Towards Multi-Stakeholder Evaluation of ML Models: A Crowdsourcing Study on Metric Preferences in Job-matching System
Takuya Yokota, Yuri Nakao
TL;DR
The paper tackles the lack of a universal metric for evaluating ML outputs across diverse stakeholders by introducing a crowdsourcing workflow in a hypothetical job-matching context and a seven-metric utility framework where $U_{ij}=V_{ij}+b5_{ij}$ and $V_{ij}$ depends on seven metrics. It applies K-means clustering and lift-based association analysis to identify five metric-preference clusters among 837 participants and links these clusters to demographic attributes, revealing dominant performance-focused clusters and minority fairness-focused clusters.
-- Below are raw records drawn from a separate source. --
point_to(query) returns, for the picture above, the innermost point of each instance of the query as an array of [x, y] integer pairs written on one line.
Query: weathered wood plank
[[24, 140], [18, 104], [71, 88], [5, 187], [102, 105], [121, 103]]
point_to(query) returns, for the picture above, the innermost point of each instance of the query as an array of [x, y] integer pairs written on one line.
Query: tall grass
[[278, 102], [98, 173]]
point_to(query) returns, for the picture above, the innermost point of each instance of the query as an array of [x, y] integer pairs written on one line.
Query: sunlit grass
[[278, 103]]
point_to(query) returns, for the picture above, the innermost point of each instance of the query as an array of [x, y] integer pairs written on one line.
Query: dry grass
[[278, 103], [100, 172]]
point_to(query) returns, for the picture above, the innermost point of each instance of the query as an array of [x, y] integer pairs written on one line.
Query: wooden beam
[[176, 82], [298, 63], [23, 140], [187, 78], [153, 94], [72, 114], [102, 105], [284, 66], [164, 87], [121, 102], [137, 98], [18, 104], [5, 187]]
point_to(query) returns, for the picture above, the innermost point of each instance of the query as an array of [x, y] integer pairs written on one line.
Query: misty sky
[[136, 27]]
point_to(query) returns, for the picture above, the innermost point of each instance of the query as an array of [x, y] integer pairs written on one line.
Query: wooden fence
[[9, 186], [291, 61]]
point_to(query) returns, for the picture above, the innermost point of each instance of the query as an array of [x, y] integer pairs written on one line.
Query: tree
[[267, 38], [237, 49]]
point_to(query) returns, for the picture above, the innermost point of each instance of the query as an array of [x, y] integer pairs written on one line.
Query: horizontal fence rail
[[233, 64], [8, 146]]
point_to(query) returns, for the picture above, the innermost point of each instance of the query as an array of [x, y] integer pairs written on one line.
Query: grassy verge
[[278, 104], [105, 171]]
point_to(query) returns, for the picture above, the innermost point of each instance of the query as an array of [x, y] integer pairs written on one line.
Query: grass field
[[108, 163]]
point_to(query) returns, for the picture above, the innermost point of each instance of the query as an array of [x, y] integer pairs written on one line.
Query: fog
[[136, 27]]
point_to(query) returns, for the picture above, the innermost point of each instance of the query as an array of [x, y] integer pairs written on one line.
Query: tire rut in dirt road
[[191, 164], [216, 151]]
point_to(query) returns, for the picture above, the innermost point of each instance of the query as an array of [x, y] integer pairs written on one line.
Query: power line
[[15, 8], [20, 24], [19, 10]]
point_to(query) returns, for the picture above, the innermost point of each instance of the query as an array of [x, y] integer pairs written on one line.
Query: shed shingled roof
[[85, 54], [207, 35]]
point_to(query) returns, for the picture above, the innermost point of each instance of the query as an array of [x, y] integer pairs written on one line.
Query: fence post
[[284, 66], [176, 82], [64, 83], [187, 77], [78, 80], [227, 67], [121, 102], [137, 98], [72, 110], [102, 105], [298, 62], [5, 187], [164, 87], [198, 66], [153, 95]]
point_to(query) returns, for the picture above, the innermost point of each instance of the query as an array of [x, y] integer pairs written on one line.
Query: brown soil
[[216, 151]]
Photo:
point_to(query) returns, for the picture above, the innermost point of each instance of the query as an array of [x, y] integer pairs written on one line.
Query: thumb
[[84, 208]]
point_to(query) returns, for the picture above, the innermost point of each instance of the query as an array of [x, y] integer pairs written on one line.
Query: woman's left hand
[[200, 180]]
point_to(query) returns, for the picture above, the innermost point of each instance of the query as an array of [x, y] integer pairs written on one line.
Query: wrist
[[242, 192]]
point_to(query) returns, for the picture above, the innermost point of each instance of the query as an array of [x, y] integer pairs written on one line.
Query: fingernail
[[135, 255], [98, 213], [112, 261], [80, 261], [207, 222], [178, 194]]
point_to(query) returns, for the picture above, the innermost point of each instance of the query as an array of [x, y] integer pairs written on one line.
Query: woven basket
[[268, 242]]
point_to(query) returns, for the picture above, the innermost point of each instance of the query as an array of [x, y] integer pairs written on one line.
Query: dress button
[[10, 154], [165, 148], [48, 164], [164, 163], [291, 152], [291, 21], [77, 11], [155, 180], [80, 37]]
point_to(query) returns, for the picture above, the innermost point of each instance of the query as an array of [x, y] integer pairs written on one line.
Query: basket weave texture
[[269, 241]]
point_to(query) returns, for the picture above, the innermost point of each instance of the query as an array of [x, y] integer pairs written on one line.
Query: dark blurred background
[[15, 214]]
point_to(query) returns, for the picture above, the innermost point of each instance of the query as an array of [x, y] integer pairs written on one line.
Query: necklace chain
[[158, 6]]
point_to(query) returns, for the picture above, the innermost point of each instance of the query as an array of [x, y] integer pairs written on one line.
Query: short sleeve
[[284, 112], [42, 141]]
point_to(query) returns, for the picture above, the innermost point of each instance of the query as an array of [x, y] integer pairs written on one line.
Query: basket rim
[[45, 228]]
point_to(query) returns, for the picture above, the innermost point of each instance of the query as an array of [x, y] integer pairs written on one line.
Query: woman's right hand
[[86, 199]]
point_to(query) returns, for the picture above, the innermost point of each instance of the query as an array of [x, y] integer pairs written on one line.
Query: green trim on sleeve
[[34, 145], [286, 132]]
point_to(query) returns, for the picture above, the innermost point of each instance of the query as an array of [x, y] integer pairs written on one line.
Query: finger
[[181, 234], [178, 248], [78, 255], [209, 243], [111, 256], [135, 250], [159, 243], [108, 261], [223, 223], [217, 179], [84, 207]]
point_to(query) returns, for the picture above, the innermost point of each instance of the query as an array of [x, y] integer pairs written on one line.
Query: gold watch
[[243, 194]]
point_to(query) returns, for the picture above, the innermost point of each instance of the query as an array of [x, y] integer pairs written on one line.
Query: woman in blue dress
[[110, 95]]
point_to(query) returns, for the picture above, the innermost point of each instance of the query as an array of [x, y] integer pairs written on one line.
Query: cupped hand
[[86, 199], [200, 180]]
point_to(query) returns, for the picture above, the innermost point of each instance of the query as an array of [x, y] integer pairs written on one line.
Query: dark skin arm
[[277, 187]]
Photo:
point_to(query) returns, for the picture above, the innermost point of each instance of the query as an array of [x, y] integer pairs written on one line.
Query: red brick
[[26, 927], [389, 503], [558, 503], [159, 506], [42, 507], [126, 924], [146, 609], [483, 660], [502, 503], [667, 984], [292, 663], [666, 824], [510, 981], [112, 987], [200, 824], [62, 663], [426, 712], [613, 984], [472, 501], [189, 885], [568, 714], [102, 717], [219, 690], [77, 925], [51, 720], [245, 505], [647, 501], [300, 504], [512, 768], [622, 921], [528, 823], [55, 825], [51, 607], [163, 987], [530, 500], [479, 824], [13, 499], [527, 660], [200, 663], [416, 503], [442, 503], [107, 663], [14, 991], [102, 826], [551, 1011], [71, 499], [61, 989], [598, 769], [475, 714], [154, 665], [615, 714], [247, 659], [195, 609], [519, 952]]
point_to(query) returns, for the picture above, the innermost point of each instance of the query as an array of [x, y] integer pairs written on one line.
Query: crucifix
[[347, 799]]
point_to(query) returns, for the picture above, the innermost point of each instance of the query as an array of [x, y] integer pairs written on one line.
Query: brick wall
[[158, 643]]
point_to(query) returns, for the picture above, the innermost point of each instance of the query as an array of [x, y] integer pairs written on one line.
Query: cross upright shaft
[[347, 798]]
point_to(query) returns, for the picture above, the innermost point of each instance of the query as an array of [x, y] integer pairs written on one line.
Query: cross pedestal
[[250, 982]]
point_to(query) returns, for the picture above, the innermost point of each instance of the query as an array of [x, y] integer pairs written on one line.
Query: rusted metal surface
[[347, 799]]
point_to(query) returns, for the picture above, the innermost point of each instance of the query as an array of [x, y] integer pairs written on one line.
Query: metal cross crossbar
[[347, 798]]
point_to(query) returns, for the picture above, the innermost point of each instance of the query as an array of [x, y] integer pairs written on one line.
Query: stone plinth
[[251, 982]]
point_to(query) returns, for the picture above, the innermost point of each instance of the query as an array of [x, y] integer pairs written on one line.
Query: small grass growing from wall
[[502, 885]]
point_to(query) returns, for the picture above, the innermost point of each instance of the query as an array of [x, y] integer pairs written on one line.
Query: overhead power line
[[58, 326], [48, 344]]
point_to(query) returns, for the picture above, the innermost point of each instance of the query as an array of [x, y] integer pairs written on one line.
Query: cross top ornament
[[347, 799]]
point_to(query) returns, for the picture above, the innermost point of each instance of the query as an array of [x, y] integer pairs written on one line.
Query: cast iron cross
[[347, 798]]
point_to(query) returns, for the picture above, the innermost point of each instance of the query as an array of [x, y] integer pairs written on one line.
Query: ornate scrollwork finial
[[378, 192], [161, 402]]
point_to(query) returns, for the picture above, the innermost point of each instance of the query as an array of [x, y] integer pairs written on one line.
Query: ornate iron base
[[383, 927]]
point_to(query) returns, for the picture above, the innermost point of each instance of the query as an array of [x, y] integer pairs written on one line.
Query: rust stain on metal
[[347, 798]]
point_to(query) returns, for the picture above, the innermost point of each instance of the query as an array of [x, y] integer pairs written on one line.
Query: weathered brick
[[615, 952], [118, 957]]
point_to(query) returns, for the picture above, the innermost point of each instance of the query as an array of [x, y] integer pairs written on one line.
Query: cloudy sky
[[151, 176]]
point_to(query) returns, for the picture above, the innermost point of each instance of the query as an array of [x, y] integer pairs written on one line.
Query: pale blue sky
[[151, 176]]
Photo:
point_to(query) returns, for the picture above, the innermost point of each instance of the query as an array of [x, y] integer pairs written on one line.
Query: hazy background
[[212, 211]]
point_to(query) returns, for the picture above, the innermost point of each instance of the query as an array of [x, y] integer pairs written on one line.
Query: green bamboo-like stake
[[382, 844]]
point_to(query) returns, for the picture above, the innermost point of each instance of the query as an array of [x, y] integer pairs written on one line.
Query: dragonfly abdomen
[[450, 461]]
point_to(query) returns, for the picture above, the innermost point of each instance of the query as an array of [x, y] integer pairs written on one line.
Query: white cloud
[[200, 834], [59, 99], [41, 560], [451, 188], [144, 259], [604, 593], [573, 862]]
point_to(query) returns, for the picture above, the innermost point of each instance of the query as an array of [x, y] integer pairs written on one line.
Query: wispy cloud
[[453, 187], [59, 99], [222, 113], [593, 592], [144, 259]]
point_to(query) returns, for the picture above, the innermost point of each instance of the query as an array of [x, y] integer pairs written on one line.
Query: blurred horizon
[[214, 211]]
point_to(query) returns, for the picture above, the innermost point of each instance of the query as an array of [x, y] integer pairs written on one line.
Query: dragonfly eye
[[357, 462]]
The findings offer practical guidance for multi-stakeholder evaluation, emphasizing the need to ensure minority representation and context-aware metric selection when assessing ML systems. Overall, the work provides a framework to model stakeholder groups by metric preferences and demographics, informing more equitable and transparent evaluation practices in real-world decision-support settings.
Abstract
While machine learning (ML) technology affects diverse stakeholders, there is no one-size-fits-all metric to evaluate the quality of outputs, including performance and fairness. Using predetermined metrics without soliciting stakeholder opinions is problematic because it leads to an unfair disregard for stakeholders in the ML pipeline. In this study, to establish practical ways to incorporate diverse stakeholder opinions into the selection of metrics for ML, we investigate participants' preferences for different metrics by using crowdsourcing. We ask 837 participants to choose a better model from two hypothetical ML models in a hypothetical job-matching system twenty times and calculate their utility values for seven metrics. To examine the participants' feedback in detail, we divide them into five clusters based on their utility values and analyze the tendencies of each cluster, including their preferences for metrics and common attributes. Based on the results, we discuss the points that should be considered when selecting appropriate metrics and evaluating ML models with multiple stakeholders.